Jupiter’s Circle #1 (Image)


CREDIT: Image Comics

Rating: 4/5 – Read Jupiter’s Legacy Before You Dive Into the Circle.
by ComicSpectrum reviewer Amy Okamoto.

Jupiter’s Circle is the prequel series to Millar’s previous superhero series Jupiter’s Legacy. This book takes us back to 1959 when the elder superpowers were young. With only a brief introduction to the Jupiter universe, new readers may find this book difficult to decipher as it is targeted towards readers of the original series.

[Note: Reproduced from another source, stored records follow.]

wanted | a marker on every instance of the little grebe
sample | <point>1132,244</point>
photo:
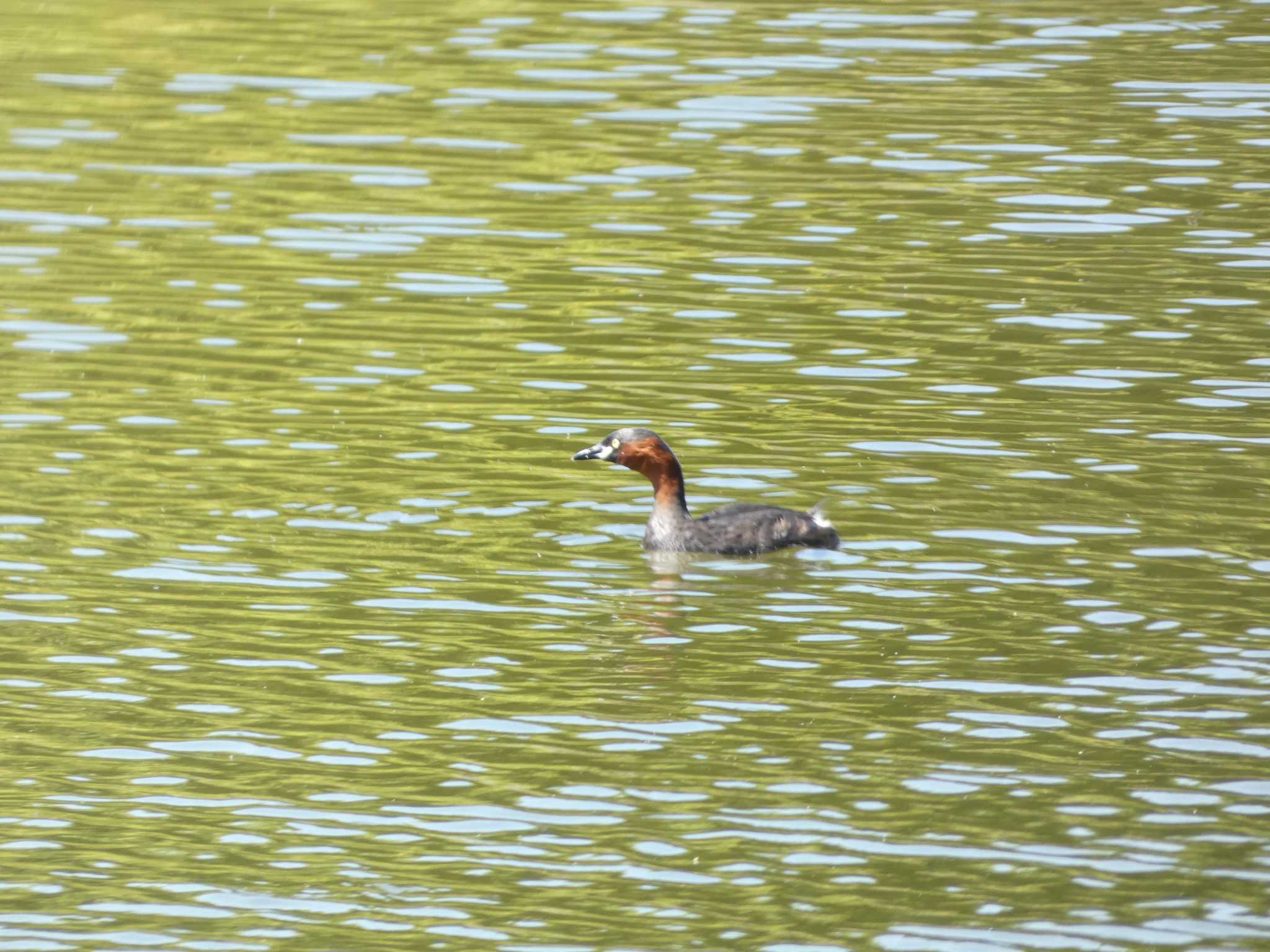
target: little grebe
<point>741,528</point>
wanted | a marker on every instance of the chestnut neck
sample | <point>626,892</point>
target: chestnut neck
<point>667,478</point>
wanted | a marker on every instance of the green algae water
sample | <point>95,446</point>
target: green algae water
<point>314,638</point>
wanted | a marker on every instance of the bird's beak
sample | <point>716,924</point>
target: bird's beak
<point>601,451</point>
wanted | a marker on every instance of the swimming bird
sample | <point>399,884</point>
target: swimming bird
<point>741,528</point>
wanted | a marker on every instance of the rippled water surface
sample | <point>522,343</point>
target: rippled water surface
<point>313,635</point>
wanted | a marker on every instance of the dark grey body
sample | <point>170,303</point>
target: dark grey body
<point>741,528</point>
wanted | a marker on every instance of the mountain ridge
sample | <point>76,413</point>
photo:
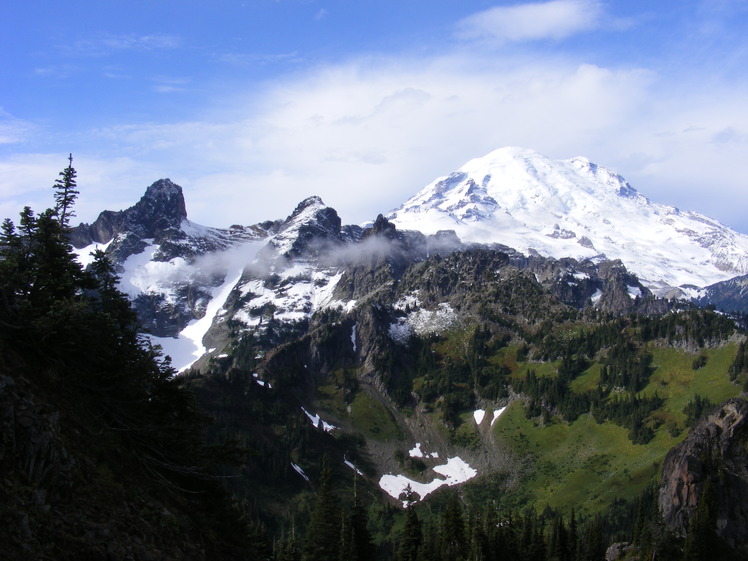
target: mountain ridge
<point>575,208</point>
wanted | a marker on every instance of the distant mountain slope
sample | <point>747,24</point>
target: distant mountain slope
<point>575,208</point>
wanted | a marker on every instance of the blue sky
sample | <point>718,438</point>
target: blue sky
<point>253,105</point>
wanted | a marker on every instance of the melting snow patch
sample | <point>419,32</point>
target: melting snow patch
<point>496,414</point>
<point>455,471</point>
<point>415,452</point>
<point>353,467</point>
<point>316,420</point>
<point>263,383</point>
<point>400,332</point>
<point>407,301</point>
<point>299,471</point>
<point>634,292</point>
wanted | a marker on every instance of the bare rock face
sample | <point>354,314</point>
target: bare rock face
<point>716,449</point>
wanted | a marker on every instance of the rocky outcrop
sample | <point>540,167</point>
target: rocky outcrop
<point>730,295</point>
<point>715,450</point>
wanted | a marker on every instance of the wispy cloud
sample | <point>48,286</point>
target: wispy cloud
<point>104,44</point>
<point>556,19</point>
<point>261,59</point>
<point>167,84</point>
<point>12,129</point>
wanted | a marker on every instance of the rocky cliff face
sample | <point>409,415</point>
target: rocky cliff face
<point>730,295</point>
<point>716,449</point>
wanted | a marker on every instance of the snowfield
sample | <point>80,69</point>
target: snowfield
<point>455,471</point>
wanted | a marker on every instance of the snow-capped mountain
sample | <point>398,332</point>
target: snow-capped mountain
<point>575,208</point>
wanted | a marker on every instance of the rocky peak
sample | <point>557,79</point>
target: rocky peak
<point>310,227</point>
<point>160,208</point>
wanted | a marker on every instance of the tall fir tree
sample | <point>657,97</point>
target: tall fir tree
<point>65,194</point>
<point>411,537</point>
<point>322,540</point>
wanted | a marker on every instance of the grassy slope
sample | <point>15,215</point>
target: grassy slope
<point>586,464</point>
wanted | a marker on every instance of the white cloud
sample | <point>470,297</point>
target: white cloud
<point>367,133</point>
<point>556,19</point>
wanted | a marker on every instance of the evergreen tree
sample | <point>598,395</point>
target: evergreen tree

Millar takes an interesting approach to the young superheroes. Rather than have them identified by their costumed secret identities, the storyline revolves around them in their everyday personas. In fact, only one character is ever referred to by his superhero name. The rest of the cast are known only by their given first names. The assumption here is that readers already know who these characters are, but this device lets Millar put the focus on their human traits and shortcomings rather than their super abilities. Other than a brief fight with an alien, much of the book’s drama revolves around daily life.

The 50s atmosphere is well done, conveying the attitudes of hope and conservatism associated with the era, including the paranoia and condemnation of anything that can be seen as being outside the “norm” of a tidy American life. A period of both glamor and secrets, the politics of the 50s forced many people to live a double life or else risk a scandal that could ruin them. Millar explores one character’s struggle to fit in to these high ideal standards.  His choices lead up to a potential crisis beyond a personal nature. Katherine Hepburn and J. Edgar Hoover make appearances in the book, cementing the feel of the 50s era and in the case of Hoover, making the fear of persecution and scandal tangible.

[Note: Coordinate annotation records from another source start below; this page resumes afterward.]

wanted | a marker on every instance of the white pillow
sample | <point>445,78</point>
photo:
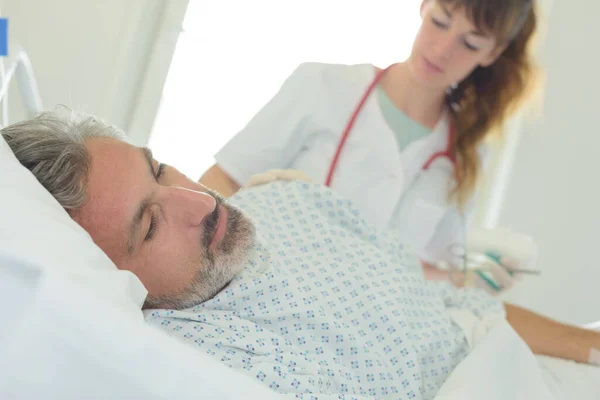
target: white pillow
<point>54,348</point>
<point>36,231</point>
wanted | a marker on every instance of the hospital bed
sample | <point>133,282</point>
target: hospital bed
<point>72,326</point>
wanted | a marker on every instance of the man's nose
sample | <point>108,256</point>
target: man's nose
<point>189,207</point>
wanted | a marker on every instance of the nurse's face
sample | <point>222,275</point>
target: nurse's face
<point>448,47</point>
<point>183,241</point>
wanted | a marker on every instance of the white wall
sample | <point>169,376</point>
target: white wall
<point>554,193</point>
<point>89,55</point>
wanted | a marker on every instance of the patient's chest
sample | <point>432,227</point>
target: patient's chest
<point>327,295</point>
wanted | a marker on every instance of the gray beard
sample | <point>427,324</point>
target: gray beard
<point>217,268</point>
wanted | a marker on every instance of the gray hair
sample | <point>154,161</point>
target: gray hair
<point>52,146</point>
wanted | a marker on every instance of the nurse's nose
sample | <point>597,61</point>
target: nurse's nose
<point>445,46</point>
<point>188,207</point>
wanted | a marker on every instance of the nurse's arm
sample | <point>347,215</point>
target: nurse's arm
<point>217,179</point>
<point>547,337</point>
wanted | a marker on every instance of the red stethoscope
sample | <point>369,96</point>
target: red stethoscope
<point>445,153</point>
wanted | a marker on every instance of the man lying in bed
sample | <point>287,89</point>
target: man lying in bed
<point>284,280</point>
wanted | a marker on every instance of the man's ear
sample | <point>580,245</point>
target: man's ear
<point>493,56</point>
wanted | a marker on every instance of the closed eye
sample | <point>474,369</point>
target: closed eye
<point>439,24</point>
<point>470,46</point>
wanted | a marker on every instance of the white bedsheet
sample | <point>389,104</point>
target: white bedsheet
<point>568,380</point>
<point>501,366</point>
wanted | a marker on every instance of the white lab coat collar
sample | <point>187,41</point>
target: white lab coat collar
<point>414,157</point>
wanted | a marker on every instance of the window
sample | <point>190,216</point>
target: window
<point>233,56</point>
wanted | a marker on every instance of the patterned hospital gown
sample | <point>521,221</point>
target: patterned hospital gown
<point>329,307</point>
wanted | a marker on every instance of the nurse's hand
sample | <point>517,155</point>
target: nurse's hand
<point>501,278</point>
<point>277,175</point>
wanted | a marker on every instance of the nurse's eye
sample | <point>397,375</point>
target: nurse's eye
<point>439,23</point>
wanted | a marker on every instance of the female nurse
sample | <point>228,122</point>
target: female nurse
<point>404,143</point>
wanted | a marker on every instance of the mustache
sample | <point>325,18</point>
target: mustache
<point>210,223</point>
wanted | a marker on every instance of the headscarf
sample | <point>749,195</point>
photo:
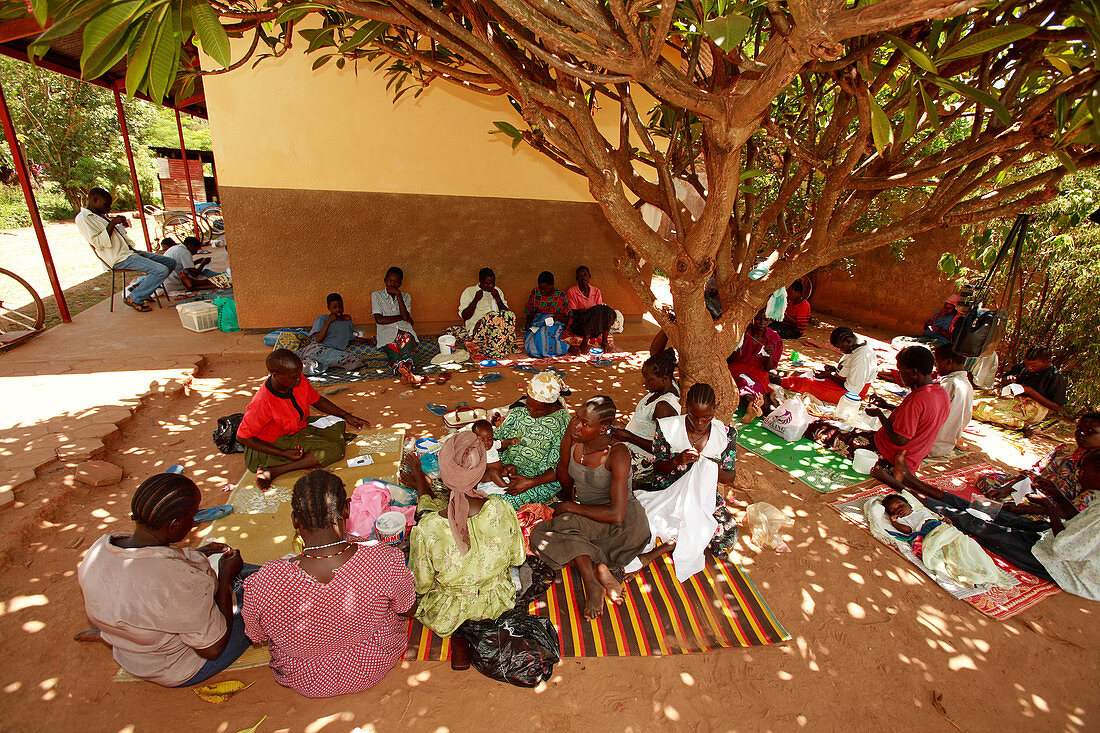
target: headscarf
<point>461,468</point>
<point>546,387</point>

Wilfredo Torres does a fine job of depicting the stylized 50s. He illustrates attractive characters, but at times it was difficult to distinguish between some of the male characters.  Beyond that, he did good work of bringing them to the forefront of our attention while not losing the atmosphere of the background.

Jupiter’s Circle #1 is less of a superhero story and more of a humanistic tale. It examines the humanity behind the masks, showing that these seemingly super beings are just as fragile as the rest of us.  Fans of Jupiter’s Legacy will undoubtedly enjoy seeing the characters in their prime and the foreshadowing of what will come to be.